Crop Insurance- Standard Reinsurance Agreement (SRA)
Dan Looker reported earlier this week at AgricultureOnline that, “Last week members of the crop insurance industry met with USDA officials to try to understand the Obama Administration’s latest proposed reinsurance agreement with the industry. Tuesday, National Crop Insurance Services President Bob Parkerson said the industry has no choice but to accept the $6 billion cut in federal reimbursements for administrative costs over the next 10 years, if certain technical issues can be worked out.

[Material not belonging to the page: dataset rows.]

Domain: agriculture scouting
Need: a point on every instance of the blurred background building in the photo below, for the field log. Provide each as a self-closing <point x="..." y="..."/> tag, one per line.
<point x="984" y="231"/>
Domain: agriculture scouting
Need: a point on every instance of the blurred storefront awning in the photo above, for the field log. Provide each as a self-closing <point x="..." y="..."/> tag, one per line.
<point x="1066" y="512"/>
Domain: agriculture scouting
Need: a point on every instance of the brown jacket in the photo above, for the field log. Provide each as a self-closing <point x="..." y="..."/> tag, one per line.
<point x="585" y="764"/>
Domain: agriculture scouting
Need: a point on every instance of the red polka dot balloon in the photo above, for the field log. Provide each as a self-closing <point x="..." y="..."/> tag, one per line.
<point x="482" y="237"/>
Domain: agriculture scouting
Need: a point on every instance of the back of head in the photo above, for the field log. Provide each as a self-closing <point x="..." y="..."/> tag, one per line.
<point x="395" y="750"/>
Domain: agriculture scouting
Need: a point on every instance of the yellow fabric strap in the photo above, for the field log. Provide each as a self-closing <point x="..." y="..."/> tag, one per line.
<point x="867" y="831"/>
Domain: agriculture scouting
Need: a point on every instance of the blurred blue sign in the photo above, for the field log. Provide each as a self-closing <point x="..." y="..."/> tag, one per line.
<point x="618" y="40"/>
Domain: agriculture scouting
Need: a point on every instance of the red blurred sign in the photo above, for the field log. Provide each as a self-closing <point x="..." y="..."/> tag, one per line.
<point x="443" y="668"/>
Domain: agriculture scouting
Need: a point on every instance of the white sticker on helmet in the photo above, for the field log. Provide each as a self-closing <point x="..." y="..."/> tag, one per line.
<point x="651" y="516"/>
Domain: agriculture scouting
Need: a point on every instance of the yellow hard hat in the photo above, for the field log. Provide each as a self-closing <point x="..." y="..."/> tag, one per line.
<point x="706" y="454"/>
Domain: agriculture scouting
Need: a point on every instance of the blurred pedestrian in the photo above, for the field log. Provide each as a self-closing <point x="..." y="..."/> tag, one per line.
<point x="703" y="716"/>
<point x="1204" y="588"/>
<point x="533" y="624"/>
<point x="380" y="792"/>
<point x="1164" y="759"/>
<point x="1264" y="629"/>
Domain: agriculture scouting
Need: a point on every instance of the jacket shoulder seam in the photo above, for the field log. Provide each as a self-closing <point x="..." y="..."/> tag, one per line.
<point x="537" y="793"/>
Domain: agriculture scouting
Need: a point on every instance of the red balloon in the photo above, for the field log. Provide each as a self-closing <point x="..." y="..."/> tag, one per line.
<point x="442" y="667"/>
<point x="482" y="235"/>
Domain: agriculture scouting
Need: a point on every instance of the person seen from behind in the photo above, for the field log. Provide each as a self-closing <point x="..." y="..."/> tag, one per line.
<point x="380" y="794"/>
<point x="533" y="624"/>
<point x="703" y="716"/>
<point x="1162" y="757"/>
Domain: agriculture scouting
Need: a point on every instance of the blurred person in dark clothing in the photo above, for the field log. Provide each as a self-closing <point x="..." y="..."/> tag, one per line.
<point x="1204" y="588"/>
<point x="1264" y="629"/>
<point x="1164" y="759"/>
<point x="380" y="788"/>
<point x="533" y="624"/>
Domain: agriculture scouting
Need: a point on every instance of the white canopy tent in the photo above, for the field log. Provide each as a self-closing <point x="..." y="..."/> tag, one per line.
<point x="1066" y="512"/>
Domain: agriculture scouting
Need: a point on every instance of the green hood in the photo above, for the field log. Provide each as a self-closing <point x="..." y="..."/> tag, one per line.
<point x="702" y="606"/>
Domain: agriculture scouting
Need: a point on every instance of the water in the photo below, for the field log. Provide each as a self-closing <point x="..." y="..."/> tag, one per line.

“‘This is an extremely large cut,’ Parkerson said at a press conference Tuesday. It comes on top of $6.4 billion in cuts in the 2008 Farm Bill. Annually, the latest cut amounts to $600 million a year.”
The article added that, “‘A big part of the reduction is going to happen with the agent workforce,’ said Keith Collins, former USDA Chief Economist and now a consultant with NCIS.
“USDA says its reimbursement to the industry for 2009 is likely to be $3.8 billion. Collins and Parkerson said the cuts to the industry might not affect farmers directly yet. Indemnity payments are guaranteed by USDA. But service to farmers might suffer. And, Collins said, the lower returns could affect the industry when another widespread loss occurs.
“‘It limits the ability to build surplus for a really bad year,’ Collins said.”